Beschreibung

vor 2 Wochen

Wie wird aus einer Einzelunternehmerin ein Betreiber-Duo – und
wie trennt man Beziehung und Geschäft sauber?
In Folge 2 sprechen Constanze Lay und Florian Sonneborn über die
Zeit nach der Gründungsphase von The Rabbithole: über Corona,
Rollenverteilung, Teamdynamik und die Entscheidung, gemeinsam
Unternehmer zu werden.


Nach den ersten stabilen Jahren entwickelte sich The Rabbithole
weiter – unter anderem als Zigarrenbar mit klarer
Service-Handschrift und strukturierten Abläufen. Dann kam der
Lockdown. Die Pandemie brachte Stillstand, Unsicherheit – und
gleichzeitig neue Perspektiven.


Florian kam zunächst als Unterstützung für Corona-Kontrollen und
Gästemanagement ins Abendgeschäft. Aus einer temporären Lösung
wurde eine feste Rolle – zunächst als Host, später als
Mitgestalter von Abläufen, Technik und baulichen Veränderungen.
Parallel entstand die Frage: Wie geht es weiter?

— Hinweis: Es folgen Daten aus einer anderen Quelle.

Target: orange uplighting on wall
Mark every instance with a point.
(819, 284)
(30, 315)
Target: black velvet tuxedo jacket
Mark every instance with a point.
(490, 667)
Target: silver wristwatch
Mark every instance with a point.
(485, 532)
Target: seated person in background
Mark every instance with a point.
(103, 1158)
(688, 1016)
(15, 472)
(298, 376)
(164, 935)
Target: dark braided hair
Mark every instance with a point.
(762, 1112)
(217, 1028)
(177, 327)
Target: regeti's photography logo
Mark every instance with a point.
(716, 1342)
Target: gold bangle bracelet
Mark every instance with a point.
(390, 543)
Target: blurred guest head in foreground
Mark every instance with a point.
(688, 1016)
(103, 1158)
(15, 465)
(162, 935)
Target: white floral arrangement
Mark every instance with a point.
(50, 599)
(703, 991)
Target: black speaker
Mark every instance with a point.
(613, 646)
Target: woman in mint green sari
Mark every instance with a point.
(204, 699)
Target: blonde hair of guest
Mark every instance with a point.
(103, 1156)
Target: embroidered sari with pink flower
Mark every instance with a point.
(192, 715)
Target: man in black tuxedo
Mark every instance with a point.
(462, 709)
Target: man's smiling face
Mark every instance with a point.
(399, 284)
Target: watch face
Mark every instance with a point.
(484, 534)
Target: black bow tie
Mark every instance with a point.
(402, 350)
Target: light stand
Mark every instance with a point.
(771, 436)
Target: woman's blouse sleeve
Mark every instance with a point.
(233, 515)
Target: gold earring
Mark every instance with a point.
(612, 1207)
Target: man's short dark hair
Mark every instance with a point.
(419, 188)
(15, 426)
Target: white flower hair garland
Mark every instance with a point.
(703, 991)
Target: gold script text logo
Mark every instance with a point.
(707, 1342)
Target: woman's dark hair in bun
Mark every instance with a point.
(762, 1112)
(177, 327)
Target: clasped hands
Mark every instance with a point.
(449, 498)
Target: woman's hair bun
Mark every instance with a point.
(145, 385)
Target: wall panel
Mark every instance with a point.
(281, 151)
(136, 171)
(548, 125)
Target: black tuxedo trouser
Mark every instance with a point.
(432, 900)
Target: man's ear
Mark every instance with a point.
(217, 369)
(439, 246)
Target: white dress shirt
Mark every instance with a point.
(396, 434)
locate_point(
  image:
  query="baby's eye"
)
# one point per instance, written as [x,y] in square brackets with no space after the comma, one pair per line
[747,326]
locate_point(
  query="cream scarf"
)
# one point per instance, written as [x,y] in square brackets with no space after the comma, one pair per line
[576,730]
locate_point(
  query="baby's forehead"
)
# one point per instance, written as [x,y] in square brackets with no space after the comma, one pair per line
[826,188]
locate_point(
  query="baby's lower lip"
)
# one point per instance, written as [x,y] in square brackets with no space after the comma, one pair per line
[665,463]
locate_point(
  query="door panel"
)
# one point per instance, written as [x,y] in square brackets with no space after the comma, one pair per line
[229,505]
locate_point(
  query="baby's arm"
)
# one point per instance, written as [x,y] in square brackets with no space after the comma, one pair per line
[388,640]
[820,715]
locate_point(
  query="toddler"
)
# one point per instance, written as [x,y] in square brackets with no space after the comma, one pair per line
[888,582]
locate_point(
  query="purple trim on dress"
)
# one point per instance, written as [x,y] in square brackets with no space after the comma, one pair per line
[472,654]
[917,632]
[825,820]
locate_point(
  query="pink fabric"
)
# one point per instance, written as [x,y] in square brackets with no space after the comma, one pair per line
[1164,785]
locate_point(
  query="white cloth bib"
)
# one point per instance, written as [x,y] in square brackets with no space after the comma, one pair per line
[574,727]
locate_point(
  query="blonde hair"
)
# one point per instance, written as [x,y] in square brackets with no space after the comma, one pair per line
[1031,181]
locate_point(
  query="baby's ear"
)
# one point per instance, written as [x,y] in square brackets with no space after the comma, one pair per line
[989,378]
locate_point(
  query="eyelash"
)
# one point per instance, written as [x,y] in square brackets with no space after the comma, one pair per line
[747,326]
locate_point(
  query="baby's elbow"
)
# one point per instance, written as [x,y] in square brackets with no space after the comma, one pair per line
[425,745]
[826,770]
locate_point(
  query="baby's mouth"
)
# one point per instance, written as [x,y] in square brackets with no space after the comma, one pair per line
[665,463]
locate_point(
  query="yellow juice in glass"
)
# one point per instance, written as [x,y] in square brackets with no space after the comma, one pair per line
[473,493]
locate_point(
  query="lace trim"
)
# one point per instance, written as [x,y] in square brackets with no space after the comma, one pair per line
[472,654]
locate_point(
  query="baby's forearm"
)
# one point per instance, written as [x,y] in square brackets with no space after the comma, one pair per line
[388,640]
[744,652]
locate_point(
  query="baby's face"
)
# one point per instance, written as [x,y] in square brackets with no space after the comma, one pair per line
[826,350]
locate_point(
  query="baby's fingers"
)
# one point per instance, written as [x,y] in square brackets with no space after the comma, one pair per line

Die beiden sprechen offen über:


·       Spannungen im Team
durch neue Rollen


·       Gastgeberverständnis
und Serviceoptimierung


·       die Entscheidung gegen
ein Angestelltenverhältnis


·       die Ausarbeitung einer
gemeinsamen Gesellschaft


·       Machtverteilung,
Aufgabenbereiche und Vertragsgestaltung


·       die Herausforderung,
Paar- und Geschäftsebene zu vereinen


Ein Gespräch über Vertrauen, Verantwortung, Eitelkeit, Struktur
und darüber, warum langfristige Partnerschaften klare Regeln
brauchen.





Kapitelübersicht


00:00 Intro


00:30 Etablierung


01:35 Thema Stehplätze


04:40 Corona


07:30 Kennenlernen


11:55 Neustart


13:30 Host


15:10 Spannungen


20:30 Strukturarbeit


23:20 Beteiligung


25:00 Vertragsgestaltung


28:00 Partnerschaft


30:00 Ausblick





In Folge 2 von Inside The Rabbithole – vor und hinter der
Bar sprechen Constanze Lay und Florian Sonneborn über die
Zeit nach der Aufbauphase der Bar und über den Übergang von einer
Einzelunternehmerin zu einer gemeinsamen Gesellschaft.


Nach der Etablierung als Zigarrenbar mit klarer
Servicephilosophie folgte mit Corona ein massiver Einschnitt.
Lockdowns, Auflagen und Unsicherheit bestimmten den Alltag.
Gleichzeitig entstand Raum für Veränderung: Florian unterstützte
zunächst bei Corona-Kontrollen und entwickelte sich schnell zum
festen Bestandteil des Abendgeschäfts.


Aus praktischer Unterstützung wurde strukturelle Mitgestaltung:
Serviceabläufe, Technik, bauliche Optimierungen und strategische
Weiterentwicklung wurden gemeinsam gedacht. Doch mit der
zunehmenden Einbindung stellte sich die zentrale Frage:
Angestelltenverhältnis oder Beteiligung?


Die beiden sprechen offen über Eitelkeit, Verantwortung,
Machtverteilung und darüber, warum sie sich bewusst gegen eine
50/50-Konstellation entschieden haben. Ein Jahr intensiver
Gespräche führte zu einer detaillierten vertraglichen Lösung –
inklusive Regelungen für Trennung, Krankheit und Erbfolge.


Folge 2 zeigt, wie unternehmerische Klarheit und persönliche
Beziehung miteinander vereinbar sein können – wenn Struktur,
Kommunikation und Vertrauen stimmen.